L'issue diplomatique se rétrécit
Les bruits de bottes de Téhéran interviennent alors que les efforts diplomatiques pour mettre fin au conflit de près de deux mois semblent vaciller. Un deuxième cycle de pourparlers prévu à Islamabad entre les États-Unis et l'Iran est en péril. Un porte-parole du ministère iranien des Affaires étrangères a déclaré lundi que Téhéran n'avait aucune intention d'y participer, citant des « actes agressifs » de la part des États-Unis, notamment la saisie d'un cargo battant pavillon iranien dans le golfe d'Oman au cours du week-end.
Le blocus du détroit d'Ormuz reste la principale préoccupation du marché. Après que le ministre iranien des Affaires étrangères a déclaré le détroit entièrement ouvert le 17 avril, faisant chuter les prix du brut de plus de 10 %, le revirement ultérieur et la saisie de navires commerciaux ont effacé tout optimisme.
« Bien que les marchés de l'énergie aient bondi hier suite à la décision de l'Iran de revenir sur l'ouverture du détroit d'Ormuz, ils se négocient toujours d'une manière qui suggère un certain optimisme quant aux pourparlers entre les États-Unis et l'Iran », ont déclaré les analystes d'ING dans une note. « Mais nous pensons que les marchés sous-estiment la perturbation continue de l'offre. »
Les États du Golfe pris entre deux feux
La menace directe contre les installations de production de pétrole des nations arabes du Golfe marque une escalade significative. Alors que ces États sont aux prises avec les retombées économiques de la guerre, notamment la hausse des coûts d'assurance et les menaces de missiles des mandataires iraniens, l'avertissement du commandant des gardiens de la révolution cible explicitement leurs poumons économiques.

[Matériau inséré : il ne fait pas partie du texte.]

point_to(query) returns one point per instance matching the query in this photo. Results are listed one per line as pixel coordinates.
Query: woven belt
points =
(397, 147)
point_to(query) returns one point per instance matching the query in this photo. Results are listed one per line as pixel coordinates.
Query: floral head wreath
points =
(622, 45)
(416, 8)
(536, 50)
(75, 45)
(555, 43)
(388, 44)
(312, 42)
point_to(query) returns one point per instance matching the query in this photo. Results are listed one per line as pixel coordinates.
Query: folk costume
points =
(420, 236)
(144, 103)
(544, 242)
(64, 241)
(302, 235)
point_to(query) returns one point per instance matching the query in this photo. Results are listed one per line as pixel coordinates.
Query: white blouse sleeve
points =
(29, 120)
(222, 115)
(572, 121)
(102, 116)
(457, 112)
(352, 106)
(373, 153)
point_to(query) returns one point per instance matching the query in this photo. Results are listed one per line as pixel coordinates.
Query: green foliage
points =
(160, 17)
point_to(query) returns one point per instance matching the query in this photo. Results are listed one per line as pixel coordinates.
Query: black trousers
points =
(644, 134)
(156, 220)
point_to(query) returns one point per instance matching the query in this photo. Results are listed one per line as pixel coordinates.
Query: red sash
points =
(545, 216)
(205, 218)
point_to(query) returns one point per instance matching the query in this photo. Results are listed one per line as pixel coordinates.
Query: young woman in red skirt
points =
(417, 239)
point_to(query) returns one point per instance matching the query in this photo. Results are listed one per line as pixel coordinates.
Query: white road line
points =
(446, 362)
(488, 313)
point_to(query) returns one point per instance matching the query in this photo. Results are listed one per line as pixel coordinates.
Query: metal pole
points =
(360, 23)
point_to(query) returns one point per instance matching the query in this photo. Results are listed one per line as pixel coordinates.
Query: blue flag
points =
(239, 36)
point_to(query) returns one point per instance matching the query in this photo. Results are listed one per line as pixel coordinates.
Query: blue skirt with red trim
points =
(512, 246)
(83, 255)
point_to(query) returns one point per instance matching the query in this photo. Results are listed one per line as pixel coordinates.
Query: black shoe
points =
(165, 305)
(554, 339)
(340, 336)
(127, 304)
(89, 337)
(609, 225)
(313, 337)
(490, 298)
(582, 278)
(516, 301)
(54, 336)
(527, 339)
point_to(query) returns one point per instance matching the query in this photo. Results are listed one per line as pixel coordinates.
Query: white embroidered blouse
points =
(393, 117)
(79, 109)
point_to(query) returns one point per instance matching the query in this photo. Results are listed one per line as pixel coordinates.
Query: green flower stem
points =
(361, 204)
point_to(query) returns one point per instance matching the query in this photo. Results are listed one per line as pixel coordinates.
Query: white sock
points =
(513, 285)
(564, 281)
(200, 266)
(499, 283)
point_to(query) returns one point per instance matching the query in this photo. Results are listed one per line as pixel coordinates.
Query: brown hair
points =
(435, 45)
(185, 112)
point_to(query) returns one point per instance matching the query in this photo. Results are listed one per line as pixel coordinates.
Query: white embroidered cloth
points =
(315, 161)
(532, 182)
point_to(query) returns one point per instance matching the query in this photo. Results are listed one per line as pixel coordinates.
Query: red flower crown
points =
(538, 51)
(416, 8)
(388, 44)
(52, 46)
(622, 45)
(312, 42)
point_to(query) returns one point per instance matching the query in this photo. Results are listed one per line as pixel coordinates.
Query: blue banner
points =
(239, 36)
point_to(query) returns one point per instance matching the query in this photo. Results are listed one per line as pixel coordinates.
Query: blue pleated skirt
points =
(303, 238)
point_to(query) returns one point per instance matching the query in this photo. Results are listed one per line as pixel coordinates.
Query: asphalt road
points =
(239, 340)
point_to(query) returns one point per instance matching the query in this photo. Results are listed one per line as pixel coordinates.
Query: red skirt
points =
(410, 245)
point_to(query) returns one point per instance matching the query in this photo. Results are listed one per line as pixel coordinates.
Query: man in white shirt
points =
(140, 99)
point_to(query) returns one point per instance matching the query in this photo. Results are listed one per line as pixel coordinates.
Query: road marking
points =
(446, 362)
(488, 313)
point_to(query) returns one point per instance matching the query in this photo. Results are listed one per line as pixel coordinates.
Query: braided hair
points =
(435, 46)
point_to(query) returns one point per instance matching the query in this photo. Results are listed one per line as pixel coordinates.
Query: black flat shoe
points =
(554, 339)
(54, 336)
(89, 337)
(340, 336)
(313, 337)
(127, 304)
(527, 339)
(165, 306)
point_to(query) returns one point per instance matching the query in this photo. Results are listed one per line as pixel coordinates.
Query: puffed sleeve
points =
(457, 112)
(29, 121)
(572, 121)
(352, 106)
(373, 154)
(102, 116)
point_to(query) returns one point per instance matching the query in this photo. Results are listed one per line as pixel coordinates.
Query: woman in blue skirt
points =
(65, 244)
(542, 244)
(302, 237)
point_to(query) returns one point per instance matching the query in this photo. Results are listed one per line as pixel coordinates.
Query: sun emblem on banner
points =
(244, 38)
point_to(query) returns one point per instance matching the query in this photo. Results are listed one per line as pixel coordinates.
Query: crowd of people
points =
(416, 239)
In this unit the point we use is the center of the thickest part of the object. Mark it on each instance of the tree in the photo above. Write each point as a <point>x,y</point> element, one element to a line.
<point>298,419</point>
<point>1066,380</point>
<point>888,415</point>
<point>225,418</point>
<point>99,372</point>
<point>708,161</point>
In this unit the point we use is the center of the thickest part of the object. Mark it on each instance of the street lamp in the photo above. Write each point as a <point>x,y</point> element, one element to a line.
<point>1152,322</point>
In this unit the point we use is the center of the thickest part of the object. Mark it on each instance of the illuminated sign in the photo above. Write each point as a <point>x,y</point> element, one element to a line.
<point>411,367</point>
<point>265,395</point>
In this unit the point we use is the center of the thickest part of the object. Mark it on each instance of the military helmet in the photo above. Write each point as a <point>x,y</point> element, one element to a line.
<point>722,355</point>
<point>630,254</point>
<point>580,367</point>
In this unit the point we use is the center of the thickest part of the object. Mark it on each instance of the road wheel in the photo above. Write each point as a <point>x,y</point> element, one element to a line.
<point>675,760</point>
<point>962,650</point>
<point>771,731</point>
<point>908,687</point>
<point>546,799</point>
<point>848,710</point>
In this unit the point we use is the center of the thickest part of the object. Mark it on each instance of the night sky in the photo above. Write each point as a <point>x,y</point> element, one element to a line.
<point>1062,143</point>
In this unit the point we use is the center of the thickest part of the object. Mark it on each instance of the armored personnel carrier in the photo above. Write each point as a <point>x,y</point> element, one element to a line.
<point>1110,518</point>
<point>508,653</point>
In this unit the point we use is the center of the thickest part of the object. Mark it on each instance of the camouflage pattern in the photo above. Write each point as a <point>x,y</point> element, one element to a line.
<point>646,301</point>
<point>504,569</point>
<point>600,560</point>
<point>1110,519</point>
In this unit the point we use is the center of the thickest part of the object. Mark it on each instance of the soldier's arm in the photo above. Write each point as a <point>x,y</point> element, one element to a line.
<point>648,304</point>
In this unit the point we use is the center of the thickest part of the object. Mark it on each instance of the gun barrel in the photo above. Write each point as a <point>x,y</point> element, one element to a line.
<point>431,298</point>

Les responsables du Golfe ont exprimé en privé leur frustration d'être mis à l'écart de négociations qui, selon eux, ont un impact direct sur leur sécurité. Ils ont exhorté Washington à s'attaquer aux programmes de missiles de l'Iran et à ses mandataires régionaux, et pas seulement à la question immédiate du passage par Ormuz.
« Ce qui prend forme aujourd'hui n'est pas un règlement historique, mais une ingénierie délibérée d'un conflit durable », a déclaré à Reuters Ebtesam Al-Ketbi, présidente du Centre de politique des Émirats. « Qui souffre des missiles et des mandataires ? Israël, et spécifiquement les États du Golfe. »
Le conflit a déjà entraîné la perte d'environ 400 millions de barils de production de pétrole, selon les analystes de BMI, une unité de Fitch Solutions. Ils ont averti que les pressions en aval deviennent plus aiguës, avec des prix extrêmement élevés pour les carburants raffinés comme le kérosène et le diesel.